右側がスパッと切れ落ちた山頂が迫ってくる
左手には前衛の岩峰の奥に目出すHalf Domeの姿が大きく見えてくる。こちら側は半分切れ落ちた絶壁の反対側で、樹林帯の上は全山丸裸のスラブ岩のスロープになっている。 進むにつれ形がすこしずつ変わってくるが、どこから見ても存在感があって目立つ山だ。最初のWilderness[自然保護区内]のCampgroundとなるLittle Yosemite Campground[リトル・ヨセミテキャンプ場]には寄らずに、左手をトラバースして近道を進む。Campgroundからの道を合わせると、樹林帯で展望もなく単調な急坂が続き、疲れも出てきた頃となり頑張りどころである。1泊したTuolumne Meadowへ向けてJohn Muir Trailが分岐する地点に来た。Backpackerもここへ重荷をデポしてHalf Domeの方へ空身で向かう人も見られた。
 稜線に登り切ると傾斜がゆるくなり木々もまばらになって展望が良くなる。所々花崗岩が露出した岩の上を歩くようになってくる。目指す前方の山頂部は、今度は右側がスパッと切れ落ちて、のみの刃の先端のような形だ。対して後方は比較的なだらかな稜線がClouds Rest(3025m)に伸びていて、所々露出した花崗岩の白色と針葉樹の緑のコントラストが美しい。また深く切れ込んだYosemite Valleyと、Taioga Roadが通っている草原状の広い台地など、角度を変えて改めて眺めると一帯の地理地形的な理解も深まってきて、その地球史にも思いをはせることができる。頂上ドーム手前にあるもう1つのピークの肩から岩場の急登が始まり、その場所にレンジャーが1人、タブレットPCを持ってPermitのチェックをしていた。此の先はPermitが無いと進めない。印刷したPermitを見せると、PCに番号を全てInputして厳格にチェックしている。後にも先にも続々と登山者が来ており、おそらく本日のPermit所有者が300人は下らないと思う。そして時間が遅くなると雷の危険があり、雷雲が近づいた時は危険なので速やかに下山するようにと注意を受けた。まだ晴れてはいるものの雲がかなり湧いてきているのもわかり、ペースを速める。

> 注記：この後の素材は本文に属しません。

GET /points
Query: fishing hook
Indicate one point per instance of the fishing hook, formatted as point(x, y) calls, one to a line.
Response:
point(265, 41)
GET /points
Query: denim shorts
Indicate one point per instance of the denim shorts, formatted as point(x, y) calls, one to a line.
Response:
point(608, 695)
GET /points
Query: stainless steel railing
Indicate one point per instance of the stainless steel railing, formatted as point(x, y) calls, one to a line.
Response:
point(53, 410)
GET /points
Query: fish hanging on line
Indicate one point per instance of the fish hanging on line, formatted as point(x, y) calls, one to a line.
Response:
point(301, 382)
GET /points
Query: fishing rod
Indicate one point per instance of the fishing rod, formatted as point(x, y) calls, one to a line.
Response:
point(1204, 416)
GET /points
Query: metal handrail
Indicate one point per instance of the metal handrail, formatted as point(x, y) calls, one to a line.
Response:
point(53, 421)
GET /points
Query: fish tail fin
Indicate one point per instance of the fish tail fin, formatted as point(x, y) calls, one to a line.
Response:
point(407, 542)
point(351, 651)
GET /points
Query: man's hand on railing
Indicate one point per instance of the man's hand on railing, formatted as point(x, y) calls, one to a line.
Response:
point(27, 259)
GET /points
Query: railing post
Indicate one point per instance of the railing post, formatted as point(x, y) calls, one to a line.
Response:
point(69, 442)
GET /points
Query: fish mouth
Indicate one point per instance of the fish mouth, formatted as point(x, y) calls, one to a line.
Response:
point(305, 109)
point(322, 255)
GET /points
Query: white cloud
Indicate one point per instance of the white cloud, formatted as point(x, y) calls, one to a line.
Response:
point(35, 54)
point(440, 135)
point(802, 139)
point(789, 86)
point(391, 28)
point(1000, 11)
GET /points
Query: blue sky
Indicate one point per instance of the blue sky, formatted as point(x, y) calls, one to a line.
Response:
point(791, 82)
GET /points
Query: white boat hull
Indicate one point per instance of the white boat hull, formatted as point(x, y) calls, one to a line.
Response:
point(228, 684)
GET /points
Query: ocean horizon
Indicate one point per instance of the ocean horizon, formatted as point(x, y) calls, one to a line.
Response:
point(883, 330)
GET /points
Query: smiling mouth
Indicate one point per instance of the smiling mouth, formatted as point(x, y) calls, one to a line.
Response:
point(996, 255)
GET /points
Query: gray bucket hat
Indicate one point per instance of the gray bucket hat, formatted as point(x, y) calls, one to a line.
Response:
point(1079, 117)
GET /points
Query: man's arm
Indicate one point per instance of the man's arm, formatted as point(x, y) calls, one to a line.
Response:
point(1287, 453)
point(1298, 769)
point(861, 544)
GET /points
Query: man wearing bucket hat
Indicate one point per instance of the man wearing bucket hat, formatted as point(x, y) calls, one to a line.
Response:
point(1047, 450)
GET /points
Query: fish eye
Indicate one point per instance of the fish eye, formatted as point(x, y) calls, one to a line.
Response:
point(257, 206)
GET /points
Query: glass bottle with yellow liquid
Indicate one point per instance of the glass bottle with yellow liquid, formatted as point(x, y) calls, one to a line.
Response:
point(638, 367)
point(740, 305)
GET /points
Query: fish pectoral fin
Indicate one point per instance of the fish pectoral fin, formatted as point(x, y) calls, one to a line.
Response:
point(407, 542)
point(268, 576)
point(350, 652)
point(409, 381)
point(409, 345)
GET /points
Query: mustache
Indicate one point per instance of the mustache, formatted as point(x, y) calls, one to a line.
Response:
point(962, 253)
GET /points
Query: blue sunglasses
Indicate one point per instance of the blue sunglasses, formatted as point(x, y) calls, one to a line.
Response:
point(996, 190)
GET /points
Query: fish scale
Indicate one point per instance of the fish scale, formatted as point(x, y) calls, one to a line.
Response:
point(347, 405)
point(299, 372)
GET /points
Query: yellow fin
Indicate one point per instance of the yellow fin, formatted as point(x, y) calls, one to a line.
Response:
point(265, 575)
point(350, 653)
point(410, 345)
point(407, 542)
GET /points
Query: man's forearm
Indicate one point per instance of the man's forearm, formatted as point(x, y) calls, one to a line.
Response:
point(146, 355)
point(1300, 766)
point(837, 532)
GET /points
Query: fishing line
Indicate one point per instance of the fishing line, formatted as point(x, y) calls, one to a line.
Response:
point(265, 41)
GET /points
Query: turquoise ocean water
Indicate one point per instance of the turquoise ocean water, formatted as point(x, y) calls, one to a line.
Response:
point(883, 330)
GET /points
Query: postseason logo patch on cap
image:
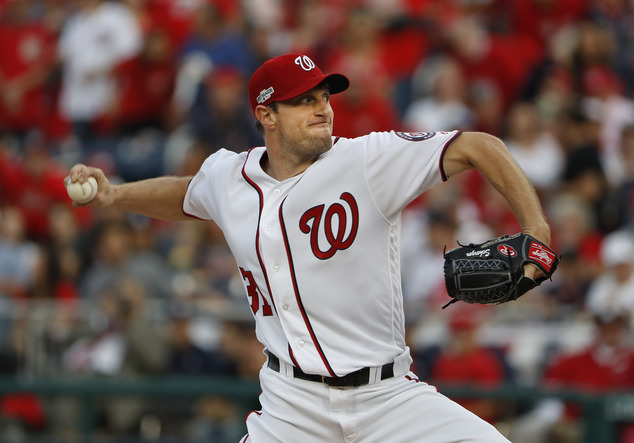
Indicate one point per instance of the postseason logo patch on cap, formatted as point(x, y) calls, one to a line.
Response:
point(265, 94)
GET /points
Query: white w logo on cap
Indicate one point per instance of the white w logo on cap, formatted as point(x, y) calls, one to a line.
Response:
point(305, 63)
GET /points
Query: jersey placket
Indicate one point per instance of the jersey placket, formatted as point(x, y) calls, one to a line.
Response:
point(277, 263)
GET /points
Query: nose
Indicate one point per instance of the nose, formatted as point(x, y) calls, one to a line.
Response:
point(323, 108)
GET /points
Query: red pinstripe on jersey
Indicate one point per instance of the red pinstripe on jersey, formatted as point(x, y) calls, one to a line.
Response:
point(257, 231)
point(298, 296)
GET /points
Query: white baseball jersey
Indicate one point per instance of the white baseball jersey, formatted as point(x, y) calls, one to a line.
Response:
point(319, 252)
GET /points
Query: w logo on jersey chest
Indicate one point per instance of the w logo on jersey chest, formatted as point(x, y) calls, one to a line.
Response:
point(334, 227)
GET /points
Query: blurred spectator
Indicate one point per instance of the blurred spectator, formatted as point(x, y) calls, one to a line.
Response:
point(443, 106)
point(540, 19)
point(614, 288)
point(606, 365)
point(465, 361)
point(212, 37)
point(537, 152)
point(124, 343)
point(186, 356)
point(617, 15)
point(613, 112)
point(63, 257)
point(357, 52)
point(574, 233)
point(26, 63)
point(33, 182)
point(145, 85)
point(117, 257)
point(625, 193)
point(447, 217)
point(222, 118)
point(584, 174)
point(361, 110)
point(177, 17)
point(485, 58)
point(97, 37)
point(18, 257)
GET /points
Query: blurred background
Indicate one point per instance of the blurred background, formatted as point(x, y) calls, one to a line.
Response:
point(118, 328)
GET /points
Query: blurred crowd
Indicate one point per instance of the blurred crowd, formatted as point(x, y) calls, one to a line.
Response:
point(142, 88)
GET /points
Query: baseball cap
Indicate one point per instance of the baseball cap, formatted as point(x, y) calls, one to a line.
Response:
point(287, 76)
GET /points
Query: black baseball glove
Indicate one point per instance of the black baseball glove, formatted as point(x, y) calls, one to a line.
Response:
point(493, 272)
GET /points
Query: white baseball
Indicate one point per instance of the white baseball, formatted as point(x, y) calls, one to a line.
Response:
point(82, 192)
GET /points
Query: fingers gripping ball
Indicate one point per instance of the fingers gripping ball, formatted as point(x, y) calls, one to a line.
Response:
point(493, 272)
point(82, 192)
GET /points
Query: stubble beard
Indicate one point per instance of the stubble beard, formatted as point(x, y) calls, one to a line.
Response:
point(305, 149)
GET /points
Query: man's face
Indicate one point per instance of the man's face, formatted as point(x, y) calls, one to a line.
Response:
point(305, 124)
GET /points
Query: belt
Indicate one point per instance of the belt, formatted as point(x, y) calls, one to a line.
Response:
point(356, 378)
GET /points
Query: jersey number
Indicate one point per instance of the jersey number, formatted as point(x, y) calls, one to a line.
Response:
point(254, 292)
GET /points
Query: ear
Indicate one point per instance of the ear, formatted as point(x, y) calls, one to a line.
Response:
point(266, 116)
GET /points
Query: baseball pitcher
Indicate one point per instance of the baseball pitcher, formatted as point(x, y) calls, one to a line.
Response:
point(313, 221)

 急であるが足場は豊富な花崗岩の岩場を息を切らしつつ登り切ると、ピークを越えていよいよ頂上ドームに設けられた2本のCable[金属ワイヤー]を伝って最後の登りとなる。写真で見た感じでは日本の鎖場のイメージで難なく登れるかと思っていた。傾斜は50度ぐらいでさほどではないが、実際に取りついてみると、ルートの部分は多くの人が歩くので岩がつるつるで滑ることこの上ない。取り付きに手袋がたくさん置いてあったが、足場が心もとないのでワイヤーを握りしめて腕力で登る感じであり、軍手か手袋が役に立つ。両側の鉄柵部の間に足場が渡してあるが間隔が長く壊れかけている所もあり、下山者とのすれ違いも多くなかなか緊張する場所であった。中には悲鳴をあげて引き返す女の子もいたが、老若男女みな様々なスタイルでCableにすがっている。この国の人々は概して皆ワイルドなのだ。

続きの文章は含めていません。